Disability is rarely in good correlation with the size of the visual field. It is more closely related to the size of the scanned field, i.e. is affected by the scanning techniques of the person when the size of visual field is limited.

As an example of the differences in the results of different visual fields ar these above recordings of a person who has traumatic defect of the visual pathways. Automated perimetry gives an impression of severely damaged visual field, Goldman perimetry a relatie loss of left lower quadrant, where however responses are present to quickly moving targets (o). this person does not subjectively experience any loss of vision.

Other visual-sensory functions.
Contrast sensitivity
ability to see luminance differences on adjacent surfaces (one surface darker than the other). Loss of function at low contrast may be corresponding to the loss of function at high contrast or less or more pronounced than the loss in high contrast vision. Low contrast vision is most important in communication and is also important in other main areas of visual functioning.
Normal vision, visual acuity at 2.5% better than 6/60 (1/10, 0.1, 20/200) (see figure at the end of the document),
Low vision, visual acuity at 2.5% equal or less than 6/60 (1/10, 0.1, 20/200), better than 6/380 (0.16/10, 0.016, 20/1250),
severe low vision, visual acuity at 2.5% less than 6/380 (0.16/10, 0.016, 20/1250)

In case contrast sensitivity is more affected than visual acuity, classification is based on contrast sensitivity loss.

Colour vision
the ability to recognise and match colours. It is screened in normally sighted individuals by using pseudoisochromatic plates and assessed by pigment matching tasks. Classification is always based on assessment. Confusion of colours can be mild, moderate, severe or total.
Motion detection and discrimination
the ability to detect that an object is moving and to be able to notice changes in the speed of a moving object. Loss of motion information can be caused by retinal lesions, lesions in the visual pathways or in the cortical functions. Because of the lack of clinical tests, motion detection and discrimination can only be described as normal, subnormal or lacking.
Light sensitivity
the ability to perceive light. incl. dark adaptation. Clinically and functionally the most important measurements are measurement of speed of cone adaptation and the level of adaptation reached in half an hour. Adaptation toward lower luminance levels can be delayed, partial or lacking. Photophobia can be mild, moderate or severe.
Other specified
incl. vitreous floaters, distortion of image due to changes in optic media or in the retina, entoptic phenomena (= flashes of light, slowly moving glowing scotomas), monocular diplopia due to irregular refractive surfaces. Also ptosis, if it prevents using the eye.
Unspecified

The paragraph Abnormal sensation of the eye and adjoining structures does not belong to measurable impairments.

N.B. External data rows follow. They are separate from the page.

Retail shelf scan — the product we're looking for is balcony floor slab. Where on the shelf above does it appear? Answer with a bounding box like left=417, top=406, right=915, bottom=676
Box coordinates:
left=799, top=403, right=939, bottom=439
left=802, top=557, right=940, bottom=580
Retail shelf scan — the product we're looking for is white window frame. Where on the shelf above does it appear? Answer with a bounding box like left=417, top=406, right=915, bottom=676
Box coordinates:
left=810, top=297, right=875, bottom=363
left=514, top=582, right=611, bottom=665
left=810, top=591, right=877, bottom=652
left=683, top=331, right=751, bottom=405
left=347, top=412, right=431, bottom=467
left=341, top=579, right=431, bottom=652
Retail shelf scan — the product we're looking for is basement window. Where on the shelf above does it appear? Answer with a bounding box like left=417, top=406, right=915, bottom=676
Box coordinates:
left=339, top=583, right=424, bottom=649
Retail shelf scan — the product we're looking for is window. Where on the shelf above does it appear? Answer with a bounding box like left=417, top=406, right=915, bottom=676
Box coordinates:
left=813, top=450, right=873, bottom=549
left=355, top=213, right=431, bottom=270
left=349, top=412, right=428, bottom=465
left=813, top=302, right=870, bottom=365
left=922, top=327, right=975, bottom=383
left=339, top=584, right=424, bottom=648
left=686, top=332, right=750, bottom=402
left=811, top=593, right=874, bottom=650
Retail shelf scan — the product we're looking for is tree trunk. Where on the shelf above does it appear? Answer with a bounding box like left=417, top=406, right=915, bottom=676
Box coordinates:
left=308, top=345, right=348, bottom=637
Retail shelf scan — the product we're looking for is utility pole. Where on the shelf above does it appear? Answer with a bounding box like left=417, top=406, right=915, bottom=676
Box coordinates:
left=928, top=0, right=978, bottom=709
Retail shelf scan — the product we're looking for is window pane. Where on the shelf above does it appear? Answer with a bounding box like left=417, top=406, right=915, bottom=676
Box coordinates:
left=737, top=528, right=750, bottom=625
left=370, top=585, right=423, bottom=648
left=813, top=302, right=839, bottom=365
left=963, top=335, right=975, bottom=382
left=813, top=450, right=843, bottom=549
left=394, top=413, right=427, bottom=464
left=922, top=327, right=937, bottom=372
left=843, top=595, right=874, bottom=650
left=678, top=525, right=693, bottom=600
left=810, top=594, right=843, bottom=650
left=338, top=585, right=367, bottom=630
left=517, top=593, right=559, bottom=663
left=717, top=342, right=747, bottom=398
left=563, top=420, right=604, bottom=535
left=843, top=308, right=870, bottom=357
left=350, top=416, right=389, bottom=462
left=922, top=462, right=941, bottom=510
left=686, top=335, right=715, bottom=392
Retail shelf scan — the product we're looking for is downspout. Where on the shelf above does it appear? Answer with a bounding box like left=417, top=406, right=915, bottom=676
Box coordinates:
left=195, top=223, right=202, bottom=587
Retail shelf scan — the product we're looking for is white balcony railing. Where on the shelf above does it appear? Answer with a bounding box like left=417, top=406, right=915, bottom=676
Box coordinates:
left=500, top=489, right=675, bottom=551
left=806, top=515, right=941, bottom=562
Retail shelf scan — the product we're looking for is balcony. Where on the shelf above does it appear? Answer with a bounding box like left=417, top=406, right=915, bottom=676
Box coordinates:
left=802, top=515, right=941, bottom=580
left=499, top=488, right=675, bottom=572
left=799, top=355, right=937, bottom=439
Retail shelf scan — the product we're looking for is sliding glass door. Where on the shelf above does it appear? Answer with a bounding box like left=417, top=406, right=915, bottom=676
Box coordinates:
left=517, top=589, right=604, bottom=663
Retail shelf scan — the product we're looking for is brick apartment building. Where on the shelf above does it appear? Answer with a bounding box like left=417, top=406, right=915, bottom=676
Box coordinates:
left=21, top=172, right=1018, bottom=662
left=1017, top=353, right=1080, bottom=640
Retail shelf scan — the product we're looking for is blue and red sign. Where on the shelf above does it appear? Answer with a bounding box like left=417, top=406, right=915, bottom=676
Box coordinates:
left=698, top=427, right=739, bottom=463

These are symptoms that, however, may affect activities.

Other specified
Unspecified

Discussion: There should be guide lines for how the different visual functions are summed, what is the weight of the different components. Above I have stated that contrast sensitivity is a more important variable than visual acuity if there is difference in the degree of loss of these two functions (=Type III loss of contrast sensitivity). One possibility might be to state: The classification is based on the visual acuity values, modified by the effect of defects in other visual functions. Thus for example a person with visual acuity 0.2 at full contrast and 0.063 at 2.5% contrast, nystagmus, ring scotoma that affects mobility and delayed dark adaptation would be classified as having severe low vision. Comments!